Darilan frowned, but now that she had mentioned it, he saw the glaze of their eyes through the slits in their helms. He rubbed the bracer through his left sleeve. “You’ve thralled many here?”
“Naturally.”
“The king?”
She laughed, bright and bitter. “No, dear. I only wish. The queen would notice, and then I would have to thrall her, and I rather like her. Plus she would never let me into her boudoir. And then I would have to thrall the more perceptive nobles, and it would just be a mess. That’s why we only ‘advise’ the protectorate royalty, dear. No one notices if a few guards lose their will, but a king?”
Darilan shrugged stiffly. “Guess I don’t know why we bother with the ‘protectorate’ nonsense.”
“It keeps the people in line, dear. Plus it’s more entertaining. I suppose I could sit on the throne and cackle for a few days with everyone groveling at my feet, but after a while, what fun is that?”
Darilan stared at her with raised brows, and finally she waved dismissively. “It’s just that this life becomes so dull after a while, for all its glitter and shine,” she said. “And I’ve missed you. I’ve missed our sisterhood, all the others. I can’t even write to anyone anymore! You know that Cadrielle died last year?”
“I heard.”
“In childbirth, the horror. She was the last one beside me. You don’t count; you’ve gone and joined the boys’ club.”
Darilan rolled his eyes. “Look, I’m not here for the gossip—“
“Don’t you give me that. You and Kel ran off to play soldiers and left all of us to be scattered to the winds and die. You can very
well sit there and indulge a lady!”
Darilan looked away, scowling, and scratched at the bracer again. Deep in his arm, the itch had returned. He did not want to be reminded of any of this, and he certainly could not just sit still and listen to her while Cob might be on an altar right now…
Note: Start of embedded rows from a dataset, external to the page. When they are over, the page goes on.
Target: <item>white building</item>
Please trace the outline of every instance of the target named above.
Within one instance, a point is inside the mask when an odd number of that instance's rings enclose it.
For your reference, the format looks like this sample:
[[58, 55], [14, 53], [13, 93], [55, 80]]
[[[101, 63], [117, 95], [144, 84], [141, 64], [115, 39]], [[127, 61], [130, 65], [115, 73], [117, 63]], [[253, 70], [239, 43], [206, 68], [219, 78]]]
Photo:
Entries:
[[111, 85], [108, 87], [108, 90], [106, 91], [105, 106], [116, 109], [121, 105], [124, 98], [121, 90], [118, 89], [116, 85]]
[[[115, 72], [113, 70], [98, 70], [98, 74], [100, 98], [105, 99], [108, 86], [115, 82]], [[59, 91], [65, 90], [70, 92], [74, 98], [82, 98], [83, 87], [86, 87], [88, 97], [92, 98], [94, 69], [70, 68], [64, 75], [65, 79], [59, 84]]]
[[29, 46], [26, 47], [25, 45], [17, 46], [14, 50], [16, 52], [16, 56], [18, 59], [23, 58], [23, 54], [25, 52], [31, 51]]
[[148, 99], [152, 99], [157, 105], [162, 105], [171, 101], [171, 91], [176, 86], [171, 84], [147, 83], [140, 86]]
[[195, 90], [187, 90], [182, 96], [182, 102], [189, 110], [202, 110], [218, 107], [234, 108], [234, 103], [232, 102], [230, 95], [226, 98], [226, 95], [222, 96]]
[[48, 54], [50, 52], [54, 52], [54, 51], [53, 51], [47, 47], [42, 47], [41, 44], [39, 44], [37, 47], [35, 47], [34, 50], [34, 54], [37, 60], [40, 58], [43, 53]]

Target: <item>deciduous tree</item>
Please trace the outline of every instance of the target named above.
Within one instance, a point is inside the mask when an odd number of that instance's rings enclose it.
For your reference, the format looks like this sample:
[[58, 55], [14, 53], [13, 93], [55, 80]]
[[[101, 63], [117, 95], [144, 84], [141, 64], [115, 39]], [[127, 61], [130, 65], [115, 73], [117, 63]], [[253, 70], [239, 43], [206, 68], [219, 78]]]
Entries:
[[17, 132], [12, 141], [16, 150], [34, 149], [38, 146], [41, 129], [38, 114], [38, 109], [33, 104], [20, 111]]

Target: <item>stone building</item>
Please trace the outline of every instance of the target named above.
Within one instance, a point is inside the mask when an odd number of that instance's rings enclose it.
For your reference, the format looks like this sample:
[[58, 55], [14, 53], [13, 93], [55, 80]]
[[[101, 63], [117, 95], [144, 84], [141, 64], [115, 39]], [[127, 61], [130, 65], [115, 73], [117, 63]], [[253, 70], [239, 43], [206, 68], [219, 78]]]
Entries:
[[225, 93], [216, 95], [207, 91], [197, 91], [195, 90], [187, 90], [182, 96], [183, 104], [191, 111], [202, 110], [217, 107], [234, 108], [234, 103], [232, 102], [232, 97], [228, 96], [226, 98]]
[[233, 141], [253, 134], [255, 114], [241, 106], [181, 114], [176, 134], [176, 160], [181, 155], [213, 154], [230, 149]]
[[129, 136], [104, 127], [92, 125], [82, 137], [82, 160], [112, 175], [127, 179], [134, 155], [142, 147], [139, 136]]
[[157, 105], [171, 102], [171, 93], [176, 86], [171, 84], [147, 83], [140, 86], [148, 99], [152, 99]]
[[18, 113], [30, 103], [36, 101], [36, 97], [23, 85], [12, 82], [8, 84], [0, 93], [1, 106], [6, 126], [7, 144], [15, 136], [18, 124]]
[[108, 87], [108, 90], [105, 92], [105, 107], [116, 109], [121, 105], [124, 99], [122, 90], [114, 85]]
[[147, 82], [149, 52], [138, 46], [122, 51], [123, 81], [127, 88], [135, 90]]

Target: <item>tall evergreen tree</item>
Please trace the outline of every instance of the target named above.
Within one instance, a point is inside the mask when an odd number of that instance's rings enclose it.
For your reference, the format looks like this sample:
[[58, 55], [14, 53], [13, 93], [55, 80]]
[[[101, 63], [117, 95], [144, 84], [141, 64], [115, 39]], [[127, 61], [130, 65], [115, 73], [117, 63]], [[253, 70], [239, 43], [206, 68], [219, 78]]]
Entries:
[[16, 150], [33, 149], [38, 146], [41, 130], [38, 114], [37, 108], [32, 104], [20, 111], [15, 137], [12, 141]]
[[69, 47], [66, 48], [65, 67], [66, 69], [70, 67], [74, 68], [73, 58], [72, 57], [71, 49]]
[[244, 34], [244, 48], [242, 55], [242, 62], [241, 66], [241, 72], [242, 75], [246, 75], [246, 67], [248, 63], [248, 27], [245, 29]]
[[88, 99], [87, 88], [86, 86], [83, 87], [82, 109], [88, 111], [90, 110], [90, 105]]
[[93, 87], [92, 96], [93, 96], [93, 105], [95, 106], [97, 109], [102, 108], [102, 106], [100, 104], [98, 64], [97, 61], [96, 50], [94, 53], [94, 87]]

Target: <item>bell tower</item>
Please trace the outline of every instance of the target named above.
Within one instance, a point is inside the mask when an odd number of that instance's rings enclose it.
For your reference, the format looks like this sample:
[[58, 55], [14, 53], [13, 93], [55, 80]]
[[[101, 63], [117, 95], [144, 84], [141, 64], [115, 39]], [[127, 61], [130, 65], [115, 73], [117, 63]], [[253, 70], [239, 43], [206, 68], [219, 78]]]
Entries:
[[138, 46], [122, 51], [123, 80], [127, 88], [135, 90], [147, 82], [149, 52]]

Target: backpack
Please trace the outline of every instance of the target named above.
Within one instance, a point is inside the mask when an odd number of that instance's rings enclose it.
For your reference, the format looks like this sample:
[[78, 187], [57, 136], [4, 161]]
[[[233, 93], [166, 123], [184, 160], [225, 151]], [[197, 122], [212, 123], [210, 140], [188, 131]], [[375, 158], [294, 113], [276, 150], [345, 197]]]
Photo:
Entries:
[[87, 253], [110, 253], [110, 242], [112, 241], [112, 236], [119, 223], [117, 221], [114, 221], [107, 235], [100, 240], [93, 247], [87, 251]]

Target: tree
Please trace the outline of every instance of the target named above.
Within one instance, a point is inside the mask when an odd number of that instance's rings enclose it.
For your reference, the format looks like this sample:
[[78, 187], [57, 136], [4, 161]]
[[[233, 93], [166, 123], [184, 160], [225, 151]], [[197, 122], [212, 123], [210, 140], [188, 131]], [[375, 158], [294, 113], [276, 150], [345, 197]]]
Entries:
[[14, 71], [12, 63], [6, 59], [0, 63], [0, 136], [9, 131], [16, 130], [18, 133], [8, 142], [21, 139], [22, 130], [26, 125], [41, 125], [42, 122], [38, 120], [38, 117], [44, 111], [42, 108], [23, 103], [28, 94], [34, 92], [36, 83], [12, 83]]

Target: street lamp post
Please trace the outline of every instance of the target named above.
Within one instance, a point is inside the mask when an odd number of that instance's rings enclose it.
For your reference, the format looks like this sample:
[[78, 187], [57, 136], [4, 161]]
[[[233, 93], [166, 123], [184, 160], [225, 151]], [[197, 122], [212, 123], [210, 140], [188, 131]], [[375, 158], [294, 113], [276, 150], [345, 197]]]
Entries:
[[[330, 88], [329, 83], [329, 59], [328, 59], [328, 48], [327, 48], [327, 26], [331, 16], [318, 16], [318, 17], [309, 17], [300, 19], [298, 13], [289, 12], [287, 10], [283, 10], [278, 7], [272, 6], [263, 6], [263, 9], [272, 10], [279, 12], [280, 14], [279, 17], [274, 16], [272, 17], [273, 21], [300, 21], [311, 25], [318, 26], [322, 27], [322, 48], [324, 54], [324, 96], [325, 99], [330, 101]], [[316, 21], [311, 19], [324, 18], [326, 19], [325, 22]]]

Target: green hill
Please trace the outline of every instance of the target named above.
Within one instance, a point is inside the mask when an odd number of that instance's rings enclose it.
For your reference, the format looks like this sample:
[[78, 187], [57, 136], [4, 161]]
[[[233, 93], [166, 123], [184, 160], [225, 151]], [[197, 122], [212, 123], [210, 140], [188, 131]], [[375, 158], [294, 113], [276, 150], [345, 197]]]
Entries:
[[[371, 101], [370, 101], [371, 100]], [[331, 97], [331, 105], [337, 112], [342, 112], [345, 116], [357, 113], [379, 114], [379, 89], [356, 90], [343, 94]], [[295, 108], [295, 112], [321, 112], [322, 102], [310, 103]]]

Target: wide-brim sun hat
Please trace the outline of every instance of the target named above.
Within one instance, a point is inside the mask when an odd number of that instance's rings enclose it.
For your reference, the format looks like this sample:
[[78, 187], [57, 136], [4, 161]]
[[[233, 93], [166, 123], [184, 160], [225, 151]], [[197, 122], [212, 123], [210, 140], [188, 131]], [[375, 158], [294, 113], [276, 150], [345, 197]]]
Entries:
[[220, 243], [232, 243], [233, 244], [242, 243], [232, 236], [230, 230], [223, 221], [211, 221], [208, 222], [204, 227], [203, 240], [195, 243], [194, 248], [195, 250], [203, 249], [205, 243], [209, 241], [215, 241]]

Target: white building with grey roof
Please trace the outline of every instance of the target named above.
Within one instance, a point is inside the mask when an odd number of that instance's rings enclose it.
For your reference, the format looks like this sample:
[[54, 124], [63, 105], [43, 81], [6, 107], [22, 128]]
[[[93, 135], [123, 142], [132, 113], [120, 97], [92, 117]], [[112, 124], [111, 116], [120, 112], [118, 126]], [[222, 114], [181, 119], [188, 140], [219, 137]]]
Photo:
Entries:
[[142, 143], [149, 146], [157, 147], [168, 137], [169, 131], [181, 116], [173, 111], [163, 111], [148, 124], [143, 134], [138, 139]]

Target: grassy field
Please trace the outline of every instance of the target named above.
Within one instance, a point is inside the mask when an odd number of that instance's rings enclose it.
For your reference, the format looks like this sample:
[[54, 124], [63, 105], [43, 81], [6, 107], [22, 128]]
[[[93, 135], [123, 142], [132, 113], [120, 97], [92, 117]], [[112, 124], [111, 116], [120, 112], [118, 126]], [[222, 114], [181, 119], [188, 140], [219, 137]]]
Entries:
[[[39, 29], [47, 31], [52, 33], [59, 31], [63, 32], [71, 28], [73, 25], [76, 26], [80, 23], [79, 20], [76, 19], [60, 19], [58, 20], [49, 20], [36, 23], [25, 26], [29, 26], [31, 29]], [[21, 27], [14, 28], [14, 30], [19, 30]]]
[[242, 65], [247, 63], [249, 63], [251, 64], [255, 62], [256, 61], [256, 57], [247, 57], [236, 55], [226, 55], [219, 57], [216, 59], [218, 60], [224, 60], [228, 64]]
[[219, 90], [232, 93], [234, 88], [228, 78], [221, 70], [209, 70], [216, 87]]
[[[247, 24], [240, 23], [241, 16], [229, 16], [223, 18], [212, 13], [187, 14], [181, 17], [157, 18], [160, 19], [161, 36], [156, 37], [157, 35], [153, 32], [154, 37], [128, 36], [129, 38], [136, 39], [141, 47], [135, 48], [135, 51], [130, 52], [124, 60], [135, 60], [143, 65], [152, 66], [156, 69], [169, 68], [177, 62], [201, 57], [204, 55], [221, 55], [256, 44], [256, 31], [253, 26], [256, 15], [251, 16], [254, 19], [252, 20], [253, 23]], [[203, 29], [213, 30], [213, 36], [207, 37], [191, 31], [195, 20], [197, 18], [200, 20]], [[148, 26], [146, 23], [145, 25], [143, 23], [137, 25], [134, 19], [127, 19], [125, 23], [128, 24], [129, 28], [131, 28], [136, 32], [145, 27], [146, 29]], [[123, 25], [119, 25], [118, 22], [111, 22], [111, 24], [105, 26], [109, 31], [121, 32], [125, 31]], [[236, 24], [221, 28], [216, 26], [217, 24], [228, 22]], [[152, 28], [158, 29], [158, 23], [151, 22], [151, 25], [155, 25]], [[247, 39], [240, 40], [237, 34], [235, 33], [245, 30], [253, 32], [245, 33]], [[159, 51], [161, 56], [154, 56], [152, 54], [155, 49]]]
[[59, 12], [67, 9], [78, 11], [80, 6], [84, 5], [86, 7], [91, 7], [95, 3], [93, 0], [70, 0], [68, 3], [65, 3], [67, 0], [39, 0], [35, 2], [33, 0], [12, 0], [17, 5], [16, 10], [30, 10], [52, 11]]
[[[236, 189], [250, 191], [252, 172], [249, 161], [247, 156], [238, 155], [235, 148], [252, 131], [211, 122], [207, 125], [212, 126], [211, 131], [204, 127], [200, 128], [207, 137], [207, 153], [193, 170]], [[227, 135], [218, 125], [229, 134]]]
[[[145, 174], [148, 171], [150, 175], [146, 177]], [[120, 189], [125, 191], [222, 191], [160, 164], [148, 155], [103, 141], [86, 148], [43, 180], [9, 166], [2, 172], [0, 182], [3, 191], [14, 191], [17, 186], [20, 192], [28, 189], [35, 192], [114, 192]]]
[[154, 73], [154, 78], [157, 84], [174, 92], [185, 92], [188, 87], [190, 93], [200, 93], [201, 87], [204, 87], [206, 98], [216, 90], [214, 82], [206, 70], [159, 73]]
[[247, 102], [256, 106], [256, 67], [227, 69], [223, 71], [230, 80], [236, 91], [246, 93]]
A jewel-encrusted hand caught his chin and turned his face. From all too close, Annia stared at him, eyes narrowed and mouth pursed in speculation.
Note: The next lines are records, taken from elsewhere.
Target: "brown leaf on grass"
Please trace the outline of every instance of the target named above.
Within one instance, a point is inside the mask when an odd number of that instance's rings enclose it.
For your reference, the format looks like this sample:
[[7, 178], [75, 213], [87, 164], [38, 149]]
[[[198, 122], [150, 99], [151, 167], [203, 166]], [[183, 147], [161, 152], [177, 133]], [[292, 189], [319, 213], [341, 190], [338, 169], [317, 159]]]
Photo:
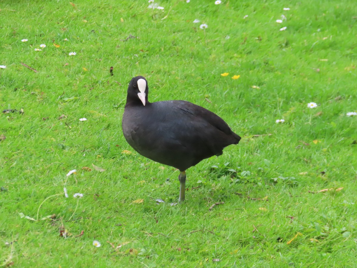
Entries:
[[128, 150], [124, 150], [121, 152], [121, 153], [125, 154], [131, 154], [132, 153], [130, 151]]
[[22, 62], [20, 62], [20, 64], [22, 64], [22, 65], [23, 65], [24, 66], [25, 66], [26, 68], [28, 68], [29, 69], [30, 69], [30, 70], [31, 70], [31, 71], [33, 71], [35, 73], [37, 73], [37, 70], [35, 70], [33, 68], [32, 68], [32, 67], [30, 67], [28, 65], [26, 65], [26, 64], [25, 64], [25, 63], [22, 63]]
[[327, 192], [327, 191], [333, 191], [334, 190], [336, 190], [336, 192], [338, 192], [339, 191], [341, 191], [343, 189], [343, 187], [341, 187], [340, 188], [338, 188], [337, 189], [335, 189], [334, 188], [330, 188], [330, 189], [322, 189], [322, 190], [320, 190], [320, 191], [317, 191], [316, 193], [322, 193], [323, 192]]
[[97, 167], [97, 166], [93, 164], [92, 164], [92, 165], [93, 166], [93, 167], [96, 170], [98, 170], [100, 172], [102, 172], [103, 171], [105, 171], [105, 170], [104, 169], [100, 168], [99, 167]]
[[294, 241], [294, 240], [295, 240], [295, 239], [298, 236], [302, 236], [303, 235], [301, 233], [298, 232], [295, 235], [295, 236], [293, 237], [286, 242], [286, 244], [288, 245], [290, 245], [292, 242]]

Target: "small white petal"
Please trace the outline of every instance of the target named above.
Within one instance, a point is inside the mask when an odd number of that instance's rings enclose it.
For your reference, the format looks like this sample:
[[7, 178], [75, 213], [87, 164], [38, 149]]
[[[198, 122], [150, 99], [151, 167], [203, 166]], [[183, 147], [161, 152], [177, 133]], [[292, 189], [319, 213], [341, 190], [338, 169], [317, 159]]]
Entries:
[[346, 114], [346, 115], [348, 117], [350, 116], [356, 116], [356, 115], [357, 115], [357, 113], [356, 113], [356, 112], [350, 112]]
[[93, 245], [95, 247], [99, 248], [100, 247], [100, 242], [98, 240], [95, 240], [93, 242]]
[[72, 169], [68, 173], [67, 173], [67, 176], [69, 176], [72, 173], [74, 173], [77, 171], [77, 169]]

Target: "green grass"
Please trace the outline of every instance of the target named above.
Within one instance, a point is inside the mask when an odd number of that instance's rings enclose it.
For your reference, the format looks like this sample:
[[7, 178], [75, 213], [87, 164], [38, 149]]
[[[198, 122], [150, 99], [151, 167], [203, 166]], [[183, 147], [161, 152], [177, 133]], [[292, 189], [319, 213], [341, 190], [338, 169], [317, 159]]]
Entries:
[[[155, 2], [163, 11], [146, 1], [1, 1], [0, 106], [24, 113], [0, 114], [0, 265], [356, 267], [354, 2]], [[139, 75], [150, 101], [191, 101], [243, 137], [188, 170], [181, 205], [170, 205], [179, 172], [121, 131]], [[38, 211], [55, 216], [19, 214]]]

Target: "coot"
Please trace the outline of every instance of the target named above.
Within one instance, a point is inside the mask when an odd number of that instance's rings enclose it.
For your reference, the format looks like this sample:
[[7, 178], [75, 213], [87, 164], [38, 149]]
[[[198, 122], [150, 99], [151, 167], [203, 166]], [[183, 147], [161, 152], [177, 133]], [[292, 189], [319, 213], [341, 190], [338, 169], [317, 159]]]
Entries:
[[145, 78], [133, 78], [123, 115], [124, 137], [145, 157], [180, 171], [179, 202], [185, 200], [186, 170], [202, 159], [223, 153], [241, 137], [216, 114], [184, 100], [150, 103]]

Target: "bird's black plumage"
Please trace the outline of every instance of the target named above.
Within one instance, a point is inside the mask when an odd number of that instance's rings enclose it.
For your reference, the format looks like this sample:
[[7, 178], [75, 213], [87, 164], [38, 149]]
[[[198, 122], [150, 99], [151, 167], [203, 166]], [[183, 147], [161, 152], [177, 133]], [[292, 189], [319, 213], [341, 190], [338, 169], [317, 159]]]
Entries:
[[[122, 121], [124, 136], [140, 154], [178, 169], [180, 182], [187, 169], [239, 142], [241, 137], [208, 110], [183, 100], [150, 103], [148, 93], [144, 77], [131, 79]], [[182, 197], [180, 190], [180, 201]]]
“You don’t look well at all,” she said. Her other hand went to his arm and when he tried to pull away, her grip tightened and he hissed at the pain that shot through the flesh under the bracer.
Her brows arched. “Let me see,” she said, and though he wanted to yank free, he allowed her to push the sleeve back from his forearm; he knew that if he protested, she would only have her thralls hold him down.
The etched black bracer peeked out from above his glove, its sides cinched around his bare forearm. She tugged the glove off and then recoiled with a sound of horror.
In bands above and below the bracer’s edges, Darilan’s skin had gone grey and dead. Ashen streaks marked the back of his hand and stretched to his elbow. She turned his arm over to see the underside, where a thin strip of dead flesh showed between the two converging sides of the bracer. Gingerly she pried at one edge, and the barbs that covered the bracer’s underside peeled up from his flesh to show a series of black-rimmed holes. The acrid, ichorous scent made both of them grimace.
“Oh, you idiot,” she said, “you’ve run this body into the ground. You need a new one. I have quite a few maidservants, you’re welcome to take—“
“No,” Darilan snarled, and yanked his arm away. The bracer latched down, and he covered it with his sleeve. “I’m not here to become your lackey again. I can still feel my fingers, I’m fine.”
Annia sat back, the affront plain on her face. “I didn’t mean you’d be my maid—“
“No. Just no. I can complete my mission as I am. If you want to help me, you’ll stop interrupting me and listen.”